Brett Hosking, Grain Growers chairman, said there were a couple of silver linings out of the rain.

"By and large it does not look great, and there is a feeling that it will be every bit as bad as we thought a week ago, if not worse in terms of downgrading," Mr Hosking said.

"However, there is still a very strong market for feed wheat, only isolated paddocks look like being totally abandoned and many farmers had some grain in the bin before the rain hit," he said.

Mr Hosking said many growers with sound wheat would look to blend with downgraded grain.

"This is something that could help people get the best return for their efforts, which we wholly support, but we also caution them to be conservative and not push the boundaries in terms of specifications too hard, the last thing you want to do is end up with more downgraded product as you've overshot the standards," he said.
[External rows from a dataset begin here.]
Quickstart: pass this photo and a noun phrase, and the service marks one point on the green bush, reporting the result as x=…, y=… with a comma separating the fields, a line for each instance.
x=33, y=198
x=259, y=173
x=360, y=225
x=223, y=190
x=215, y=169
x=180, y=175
Both Mr Hosking and Mr Crundall said the primary obstacle to overcome in terms of quality was the falling numbers test, closely followed by test weight.

Internationally, Mr Crundall said buyers were keen to get hold of any type of milling wheat, meaning the market may not have peaked.

"Even though we've got these very high prices, based on the fundamentals there is still potential upside, although obviously when you have decile 9 or 10 prices there is also downside risk," he said.

"At current levels our milling wheat is very cheap on the world stage, but what happens from here will depend a lot on how the harvest goes from here.

"We may see more sound wheat come off in SA and Victoria if there are no weather issues there which could lead to some harvest pressure on the prices, but longer term a lot will be influenced by northern hemisphere 2022 crop prospects."

On the feed side he said there was good reason to suggest the current price will be maintained.

"Buyers in places like south-east Asia are looking at Australian wheat, especially with high corn prices," he said.